Tuesday, 26 October 2010
Such is the demand for Marble beers that they have had to construct a new brewery underneath a railway arch about 300m away from the Marble Arch pub where they started. We get in and get to take the edge off our thirsts with bottled Dobber. Then it's on to a quick tour of the brewery. It's surprisingly small. Dom tells us the entire brewery was built for £150,000. And yet they are producing some of the finest beer in the country, though Dom is unjustifiably self-deprecating about it.
In the cask room, we get invited to sniff and rub some of the stash of Summit hops. "If you can't make good beer with these, you're an idiot," says Dom.
Then it's back up the road to sample the beers at the Marble Arch. The crowd at the bar is unbelievable. The other bloggers have managed to drain the cask of Pint just as I get to order it. I have W90 instead. It's superb even though I have ruined my palate by chewing Summits in the brewery. I go dry for a few minutes because I suspect that just as I order a second pint, a fresh cask Pint will come back on. And sure enough, within minutes it is and I get the sublime Marble beer. Without a sparkler, of course. The problem is, though, that here when you ask for an unsparkled beer, the staff assume you're just a tightwad who wants his glass filled to the brim with no head. Actually, I do want a head, I just don't want it sparkled. But the beer is so good that it doesn't really matter.
It's like a party in the pub and the beers just disappear. I haven't been to the Marble Arch for five years and wouldn't mind in the slightest staying here all afternoon. But that wouldn't be much of a pub crawl, and we go around the corner to the Angel. The last time I was here it was called the Beer House. Everyone dives on the Pictish Centennial and drinks the cask dry. Well, nearly everyone. Some enthusiasts at the bar are getting stuck into the cask-conditioned Harviestoun Old Dubh and offering tastes. It tastes like whisky-flavoured soy sauce to me but I nod and smile.
At Bar Fringe, the barmaid throws up her hands in horror at the unannounced deluge of customers. "I'm on me own!" she exclaims. Somehow, though, we all manage to get beers in our hands. I have Leeds Gathering Storm stout which is pretty crap. Then before we know it, we're all being herded out of the pub again and back to the railway station.
Although I’d like to spend more time in Manchester, I’m glad the group is making a move so early.
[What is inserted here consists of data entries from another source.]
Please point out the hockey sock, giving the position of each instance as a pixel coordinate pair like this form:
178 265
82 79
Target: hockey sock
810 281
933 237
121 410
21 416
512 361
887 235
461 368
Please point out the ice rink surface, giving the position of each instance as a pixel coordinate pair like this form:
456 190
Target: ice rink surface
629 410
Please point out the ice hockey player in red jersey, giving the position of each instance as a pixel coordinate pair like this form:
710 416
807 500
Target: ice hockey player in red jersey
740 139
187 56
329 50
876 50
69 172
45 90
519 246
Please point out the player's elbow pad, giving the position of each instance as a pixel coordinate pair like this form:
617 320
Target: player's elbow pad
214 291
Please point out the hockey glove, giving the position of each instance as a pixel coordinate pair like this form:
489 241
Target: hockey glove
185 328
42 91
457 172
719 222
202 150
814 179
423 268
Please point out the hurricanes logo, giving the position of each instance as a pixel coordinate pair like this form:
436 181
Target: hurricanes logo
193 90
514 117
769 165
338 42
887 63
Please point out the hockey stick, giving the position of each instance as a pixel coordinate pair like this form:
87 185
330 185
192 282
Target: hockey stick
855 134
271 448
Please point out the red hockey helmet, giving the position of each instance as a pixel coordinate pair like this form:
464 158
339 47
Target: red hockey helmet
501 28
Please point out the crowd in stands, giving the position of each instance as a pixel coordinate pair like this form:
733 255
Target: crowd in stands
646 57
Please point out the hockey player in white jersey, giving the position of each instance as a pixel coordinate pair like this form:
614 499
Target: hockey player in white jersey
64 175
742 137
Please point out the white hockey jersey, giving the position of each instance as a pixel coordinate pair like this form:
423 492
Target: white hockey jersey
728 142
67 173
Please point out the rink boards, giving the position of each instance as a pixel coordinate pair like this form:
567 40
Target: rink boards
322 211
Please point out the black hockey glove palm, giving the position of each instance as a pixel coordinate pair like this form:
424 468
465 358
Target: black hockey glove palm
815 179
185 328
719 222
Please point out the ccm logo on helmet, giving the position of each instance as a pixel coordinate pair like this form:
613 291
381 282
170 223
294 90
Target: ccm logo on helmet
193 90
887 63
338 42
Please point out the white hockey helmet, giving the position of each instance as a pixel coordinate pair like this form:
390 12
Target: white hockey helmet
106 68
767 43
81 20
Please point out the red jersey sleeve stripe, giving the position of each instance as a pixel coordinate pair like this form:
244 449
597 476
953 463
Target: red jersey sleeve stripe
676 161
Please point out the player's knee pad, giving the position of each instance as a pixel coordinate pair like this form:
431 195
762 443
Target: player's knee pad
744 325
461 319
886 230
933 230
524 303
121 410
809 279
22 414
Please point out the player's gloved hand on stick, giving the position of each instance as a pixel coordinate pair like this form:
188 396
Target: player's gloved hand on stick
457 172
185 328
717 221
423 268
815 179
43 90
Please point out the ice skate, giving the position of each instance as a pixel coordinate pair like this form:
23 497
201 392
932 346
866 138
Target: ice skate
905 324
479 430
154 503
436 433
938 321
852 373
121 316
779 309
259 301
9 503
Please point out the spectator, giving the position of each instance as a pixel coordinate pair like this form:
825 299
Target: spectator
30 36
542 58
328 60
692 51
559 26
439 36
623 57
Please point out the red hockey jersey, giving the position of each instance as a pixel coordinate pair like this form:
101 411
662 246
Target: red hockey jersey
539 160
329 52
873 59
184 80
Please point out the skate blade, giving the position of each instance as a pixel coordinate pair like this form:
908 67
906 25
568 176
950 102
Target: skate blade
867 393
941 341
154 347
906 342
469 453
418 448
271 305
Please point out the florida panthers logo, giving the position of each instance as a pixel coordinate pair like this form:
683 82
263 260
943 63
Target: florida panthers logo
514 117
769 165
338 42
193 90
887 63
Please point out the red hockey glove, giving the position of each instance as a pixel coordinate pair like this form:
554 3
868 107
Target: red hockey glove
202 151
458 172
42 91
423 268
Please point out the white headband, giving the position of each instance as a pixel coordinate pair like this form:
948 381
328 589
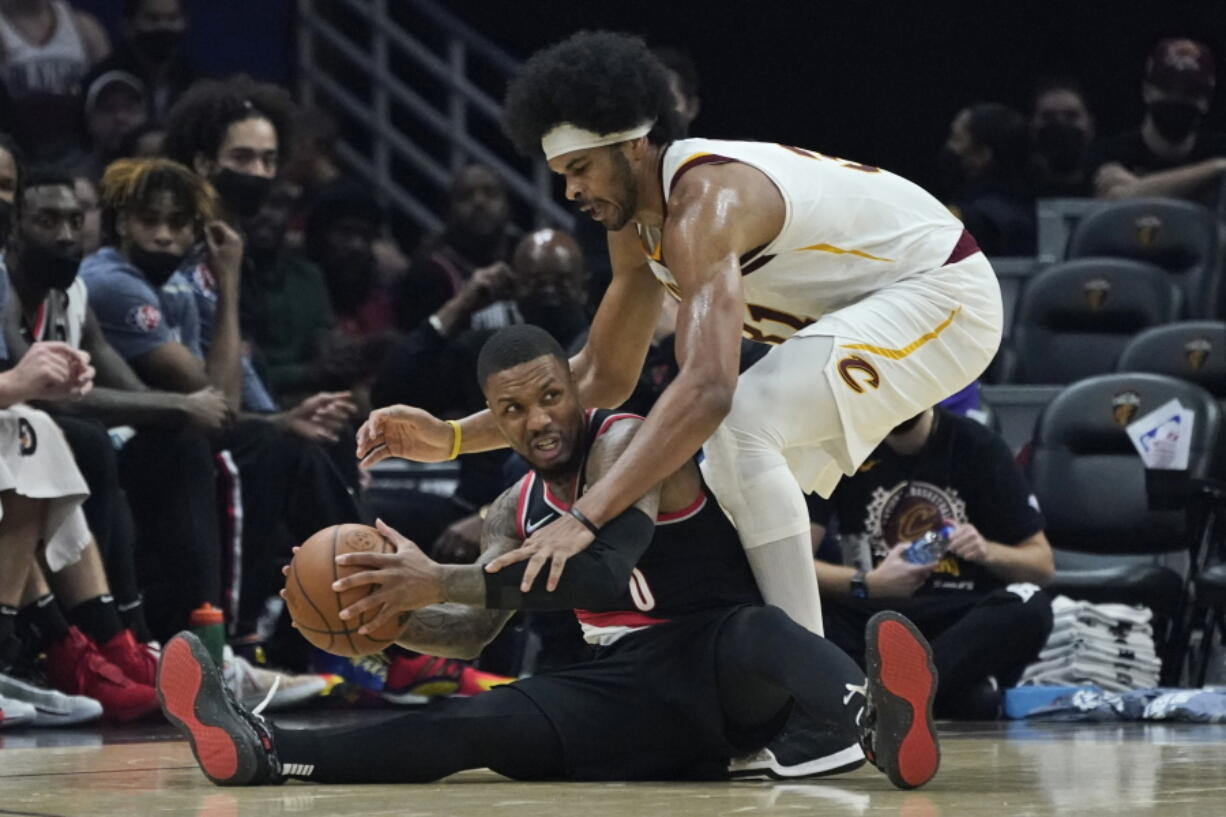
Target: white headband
565 138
This is because I’m taking a train back to Glasgow at six and I’ve figured out that if we leave Manchester by four, I can travel as far as Stalybridge with the others, have a drink and get back in time for my train home.
Stalybridge is the next stop, because, as any fule kno, there is a bar on the platform. It’s an amazing bar, magnificently cluttered, with a decent range of beer. I’ve made a firm decision to spend a solitary hour in here again some time, just soaking up atmosphere and ale. You would never be bored waiting for a train in here, there’s so much old railwayana to look at. But it’s not at its best when a large group piles in; there are about 25 of us and by the time everyone has managed to get served, it’s almost time to leave again. I get a half of Millstone’s True Grit and a portion of the famous black peas. They are rather like chick peas in flavour and taste pretty muddy and dull until Janine tells me the secret of dousing the little buggers with loads of Worcestershire sauce. What’s the beer like? No idea, we’re all chatting and having far too much fun to start writing tasting notes.
The train to Huddersfield draws in and most everyone else gets on, and I cross to the other platform to get the train back to Manchester instead.
Later on, I realise how remarkably little beer I've consumed. Oh well. I can have fun without getting drunk.